The ‘Schengen Laboratory': The Role of the EP in Promoting the Inclusiveness and Sustainability of the Free Movement of Persons from 1985 to the Present

Friday, July 14, 2017
Court/Senate (University of Glasgow)
Dr. Cristina Blanco Sío-López , EUI
This paper examines the critical role of the European Parliament (EP) in articulating resilient responses to evolving modes of multilevel exclusion since the inception of the Schengen Area in 1985. Furthermore, it recovers empowering historical critiques towards the so-called 'Schengen Laboratory' which could be relevant today to find inclusive ways of responding to the asylum and migration external dimension challenges currently being posed with regards to the free movement of persons.

The first part of the presentation focuses on the interplay between the free movement of persons and the crucial issue of migration. More particularly, it addresses EP's proposals to constructively integrate third country migrants in the Community with a view to outlining changing notions of positive societal impact in periods characterised by crises and emands for systemic change.

In a similar vein, the second part of the presentation tackles the EP's evolving positions towards the neglecting of the solidarity and diversity dimensions of European integration as part of different asylum policy crises, focusing on increasing the capacity to humanly respond to humanitarian crises beyond security-centred conceptions of transnational mobility.

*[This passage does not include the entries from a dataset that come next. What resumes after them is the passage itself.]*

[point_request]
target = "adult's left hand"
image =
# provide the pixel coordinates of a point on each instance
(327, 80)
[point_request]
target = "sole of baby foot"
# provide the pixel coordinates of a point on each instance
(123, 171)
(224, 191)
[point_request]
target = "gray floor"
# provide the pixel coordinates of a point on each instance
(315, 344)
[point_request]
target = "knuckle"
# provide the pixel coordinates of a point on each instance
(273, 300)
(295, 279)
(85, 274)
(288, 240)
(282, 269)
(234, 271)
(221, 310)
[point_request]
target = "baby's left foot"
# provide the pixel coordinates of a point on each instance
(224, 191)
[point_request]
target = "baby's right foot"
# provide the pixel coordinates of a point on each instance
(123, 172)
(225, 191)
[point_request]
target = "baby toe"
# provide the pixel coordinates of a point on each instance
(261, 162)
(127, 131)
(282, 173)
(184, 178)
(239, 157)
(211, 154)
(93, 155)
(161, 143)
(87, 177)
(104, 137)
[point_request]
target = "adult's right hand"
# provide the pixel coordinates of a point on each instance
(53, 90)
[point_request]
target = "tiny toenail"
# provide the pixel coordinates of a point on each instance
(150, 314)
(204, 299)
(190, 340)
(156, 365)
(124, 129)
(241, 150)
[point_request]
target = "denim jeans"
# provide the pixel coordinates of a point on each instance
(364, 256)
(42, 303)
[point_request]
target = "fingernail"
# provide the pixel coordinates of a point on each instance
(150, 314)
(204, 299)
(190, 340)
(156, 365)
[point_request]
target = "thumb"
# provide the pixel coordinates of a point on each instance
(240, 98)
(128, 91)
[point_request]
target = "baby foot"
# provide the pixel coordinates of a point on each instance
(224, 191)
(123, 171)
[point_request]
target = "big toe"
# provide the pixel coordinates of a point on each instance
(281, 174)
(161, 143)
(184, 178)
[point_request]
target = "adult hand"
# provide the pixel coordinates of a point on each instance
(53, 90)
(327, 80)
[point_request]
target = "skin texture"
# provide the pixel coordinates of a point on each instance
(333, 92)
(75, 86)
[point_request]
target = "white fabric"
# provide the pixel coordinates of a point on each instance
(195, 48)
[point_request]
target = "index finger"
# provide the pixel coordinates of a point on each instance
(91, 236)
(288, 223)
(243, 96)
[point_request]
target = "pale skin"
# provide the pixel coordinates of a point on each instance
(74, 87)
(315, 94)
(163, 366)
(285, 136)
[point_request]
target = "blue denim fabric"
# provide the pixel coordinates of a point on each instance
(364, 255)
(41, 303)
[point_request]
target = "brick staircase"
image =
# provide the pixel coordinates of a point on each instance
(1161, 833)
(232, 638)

The sources used to study this particular approach to the also positive and qualitative change-inducing meaning of crises in the history of European integration are mainly: Relevant documents coming from the HAEU, from the EP Historical Archives and the EPRS in Luxembourg and from Oral History interviews with several former Presidents of the European Parliament and with other relevant players in the historical building and sustainability of the Schengen Area.